Xiaogang (or Marshall as he has been called at ITC) graduated from ITC in 2011 with a PhD degree, with supervision of Professor Freek van der Meer and Dr. John Carranza. He is now a postdoctoral research associate at Tetherless World Constellation, Rensselaer Polytechnic Institute, USA, working on Semantic eGeoscience.
I began to think about a blog on this topic after I read a few papers about open codes and open data published in Nature and Nature Geoscience in November 2014. Later on I also noticed that the editorial office of Nature Geoscience had compiled a cluster of articles themed on transparency in science (www.nature.com/ngeo/focus/transparency-in-science/index.html), which really created an excellent context for further discussion of open science.
A few weeks later I attended the American Geophysical Union (AGU) Fall Meeting in San Francisco, CA. This used to be a giant meeting with more than 20,000 attendees. My personal focus is presentations, workshops and social activities in the group Earth and Space Science Informatics. To summarize the seven-day meeting experience with a few keywords, I would choose Data Rescue, Open Access, Gap between Geo and Info, Semantics, Community of Practice, Bottom-up, and Linking. Putting my AGU meeting experience together with thoughts after reading the Nature and Nature Geoscience papers, now it is time for me to finish a blog.
Besides the incentives for data sharing and open source policies of scholarly journals, we can extend the discussion of software and data publication, reuse, citation and attribution by shedding more light on both the technological and social aspects of an environment for open science.
Open science can be considered a socio-technical system. One part of the system is a way to track where everything goes, and another is a design of appropriate incentives. The emerging technological infrastructure for data publication adopts an approach analogous to paper publication and has been facilitated by community standards for dataset description and exchange, such as DataCite (www.datacite.org), Open Archives Initiative-Object Reuse and Exchange (www.openarchives.org/ore) and the Data Catalog Vocabulary (www.w3.org/TR/vocab-dcat). Software publication, in a simple way, may use a similar approach, which calls for community efforts on standards for code curation, description and exchange, such as the Working towards Sustainable Software for Science (http://wssspe.researchcomputing.org.uk). Simply minting digital object identifiers to codes in a repository makes software publication no different from data publication (see also: www.sciforge-project.org/2014/05/19/10-non-trivial-things-github-friends-can-do-for-science/). Attention is required to code quality, metadata, licence, version and derivation, as well as metrics to evaluate the value and/or impact of a software publication.

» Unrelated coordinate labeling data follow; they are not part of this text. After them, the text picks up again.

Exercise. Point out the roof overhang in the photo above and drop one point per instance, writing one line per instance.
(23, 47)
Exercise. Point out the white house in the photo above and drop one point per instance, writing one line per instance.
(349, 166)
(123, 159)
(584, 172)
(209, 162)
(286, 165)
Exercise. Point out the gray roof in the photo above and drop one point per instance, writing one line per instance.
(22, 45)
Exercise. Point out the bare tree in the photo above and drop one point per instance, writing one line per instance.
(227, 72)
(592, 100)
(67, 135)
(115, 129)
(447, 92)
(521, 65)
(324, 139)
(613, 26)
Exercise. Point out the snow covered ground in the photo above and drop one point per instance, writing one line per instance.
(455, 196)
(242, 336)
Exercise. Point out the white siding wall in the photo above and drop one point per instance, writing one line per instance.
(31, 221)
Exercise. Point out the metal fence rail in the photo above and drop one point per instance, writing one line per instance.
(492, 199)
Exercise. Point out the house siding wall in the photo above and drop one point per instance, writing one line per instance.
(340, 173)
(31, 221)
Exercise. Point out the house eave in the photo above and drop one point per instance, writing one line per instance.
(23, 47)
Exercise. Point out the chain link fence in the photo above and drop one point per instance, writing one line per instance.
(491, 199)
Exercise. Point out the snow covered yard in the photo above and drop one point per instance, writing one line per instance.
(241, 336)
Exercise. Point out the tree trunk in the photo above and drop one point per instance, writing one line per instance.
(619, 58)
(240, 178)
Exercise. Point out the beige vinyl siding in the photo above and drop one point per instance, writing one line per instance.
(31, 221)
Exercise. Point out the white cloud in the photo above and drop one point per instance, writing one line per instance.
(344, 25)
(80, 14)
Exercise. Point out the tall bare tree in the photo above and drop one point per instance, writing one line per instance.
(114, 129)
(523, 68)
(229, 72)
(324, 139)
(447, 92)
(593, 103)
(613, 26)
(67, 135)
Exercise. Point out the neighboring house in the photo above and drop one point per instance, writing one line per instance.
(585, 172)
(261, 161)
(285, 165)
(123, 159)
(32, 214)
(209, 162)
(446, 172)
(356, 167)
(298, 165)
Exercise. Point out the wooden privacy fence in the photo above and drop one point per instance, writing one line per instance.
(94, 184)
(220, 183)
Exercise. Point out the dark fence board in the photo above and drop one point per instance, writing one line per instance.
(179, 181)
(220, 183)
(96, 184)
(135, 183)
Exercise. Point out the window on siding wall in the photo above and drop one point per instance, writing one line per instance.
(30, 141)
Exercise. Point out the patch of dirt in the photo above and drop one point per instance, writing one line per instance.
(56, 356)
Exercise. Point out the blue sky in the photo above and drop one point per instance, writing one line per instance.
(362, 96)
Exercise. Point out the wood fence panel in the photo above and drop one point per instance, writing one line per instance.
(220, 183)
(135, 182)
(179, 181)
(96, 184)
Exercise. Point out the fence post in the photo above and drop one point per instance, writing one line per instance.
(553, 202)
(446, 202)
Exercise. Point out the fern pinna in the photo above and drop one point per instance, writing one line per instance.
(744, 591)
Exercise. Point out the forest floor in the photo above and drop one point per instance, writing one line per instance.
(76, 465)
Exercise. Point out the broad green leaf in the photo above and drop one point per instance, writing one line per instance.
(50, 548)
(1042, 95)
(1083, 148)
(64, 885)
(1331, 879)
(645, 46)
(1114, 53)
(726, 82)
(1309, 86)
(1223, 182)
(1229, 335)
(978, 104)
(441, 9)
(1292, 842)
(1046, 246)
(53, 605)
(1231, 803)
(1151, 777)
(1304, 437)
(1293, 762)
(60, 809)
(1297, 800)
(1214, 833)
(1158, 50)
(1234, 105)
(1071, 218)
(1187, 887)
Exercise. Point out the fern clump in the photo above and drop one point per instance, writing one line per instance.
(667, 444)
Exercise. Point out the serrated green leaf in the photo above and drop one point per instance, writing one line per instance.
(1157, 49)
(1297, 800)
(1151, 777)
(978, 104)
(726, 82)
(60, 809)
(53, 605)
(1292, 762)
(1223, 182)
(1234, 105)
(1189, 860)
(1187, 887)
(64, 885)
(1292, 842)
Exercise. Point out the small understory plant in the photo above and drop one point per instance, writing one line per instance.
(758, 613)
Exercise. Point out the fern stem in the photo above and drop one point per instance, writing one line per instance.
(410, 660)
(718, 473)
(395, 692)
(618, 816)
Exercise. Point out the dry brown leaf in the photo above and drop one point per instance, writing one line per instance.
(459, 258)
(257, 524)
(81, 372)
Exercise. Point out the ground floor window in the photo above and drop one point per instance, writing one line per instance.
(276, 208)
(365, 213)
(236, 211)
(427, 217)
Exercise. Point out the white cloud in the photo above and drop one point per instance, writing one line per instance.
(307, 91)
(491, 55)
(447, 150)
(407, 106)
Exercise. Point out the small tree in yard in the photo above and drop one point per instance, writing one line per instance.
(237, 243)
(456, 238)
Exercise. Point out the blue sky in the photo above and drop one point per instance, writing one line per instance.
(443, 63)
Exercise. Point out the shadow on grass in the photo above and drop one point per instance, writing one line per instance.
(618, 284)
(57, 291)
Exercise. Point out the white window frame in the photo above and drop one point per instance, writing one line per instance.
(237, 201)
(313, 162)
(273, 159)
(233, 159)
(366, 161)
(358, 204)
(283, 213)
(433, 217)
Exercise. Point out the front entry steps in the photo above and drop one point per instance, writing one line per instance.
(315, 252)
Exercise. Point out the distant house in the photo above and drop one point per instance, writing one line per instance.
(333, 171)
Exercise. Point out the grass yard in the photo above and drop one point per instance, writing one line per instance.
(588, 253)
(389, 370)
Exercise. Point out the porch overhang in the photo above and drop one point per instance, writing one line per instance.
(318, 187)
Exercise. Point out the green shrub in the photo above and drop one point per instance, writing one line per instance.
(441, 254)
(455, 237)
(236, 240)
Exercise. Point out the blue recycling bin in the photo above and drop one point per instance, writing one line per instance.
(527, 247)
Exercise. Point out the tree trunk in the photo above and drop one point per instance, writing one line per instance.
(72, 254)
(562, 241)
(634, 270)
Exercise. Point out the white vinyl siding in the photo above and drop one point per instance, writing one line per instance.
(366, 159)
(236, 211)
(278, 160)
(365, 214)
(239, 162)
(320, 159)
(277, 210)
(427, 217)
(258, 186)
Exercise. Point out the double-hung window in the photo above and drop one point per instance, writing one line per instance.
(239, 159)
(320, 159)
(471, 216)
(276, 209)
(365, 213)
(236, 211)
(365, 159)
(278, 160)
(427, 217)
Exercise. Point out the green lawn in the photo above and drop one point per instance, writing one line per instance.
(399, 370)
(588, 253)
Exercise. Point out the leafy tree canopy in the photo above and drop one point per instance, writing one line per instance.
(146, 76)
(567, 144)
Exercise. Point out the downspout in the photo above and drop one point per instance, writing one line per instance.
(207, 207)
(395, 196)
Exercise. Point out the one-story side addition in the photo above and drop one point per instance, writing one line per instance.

Metrics underpin the design of incentives for open science. An extended set of metrics (called altmetrics) was developed for evaluating research impact and has already been adopted by leading publishers such as the Nature Publishing Group (www.nature.com/press_releases/article-metrics.html). Factors in altmetrics include how many times a publication has been viewed, discussed, saved and cited. On my flight back from the AGU meeting, it was very interesting to read some news about funders’ attention to altmetrics (www.nature.com/news/funders-drawn-to-alternative-metrics-1.16524) in the 12/11/2014 issue of Nature that I’d picked up from the NPG booth in the AGU meeting exhibition hall. For a software publication, the metrics might also count how often the code is run, the use of code fragments, and derivations from the code. A software citation indexing service – similar to the Data Citation Index (http://wokinfo.com//products_tools/multidisciplinary/dci/) of Thomson Reuters – can be developed to track citations among software, datasets and literature and to facilitate software search and access.
Open science would help everyone – including the authors – but it can be laborious and boring to give all the fiddly details. Fortunately fiddly details are what computers are good at. Advances in technology are enabling the categorization, identification and annotation of various entities, processes and agents in research, as well as the linking and tracing among them. In our 06/2014 Nature article on climate change, we discussed the issue of provenance of global change research (http://www.nature.com/nclimate/journal/v4/n6/full/nclimate2141.html). These works on provenance capture and further extend the scope of metrics development. Yet incorporating these metrics in incentive design requires the science community to find an appropriate way to use them in research assessment. Progress has recently been made: NSF has renamed the Publications section as Products in the biographical sketch of funding applicants and allowed datasets and software to be listed (www.nsf.gov/pubs/2013/nsf13004/nsf13004.jsp). To fully establish the technological infrastructure and incentive metrics for open science, more community efforts are still needed.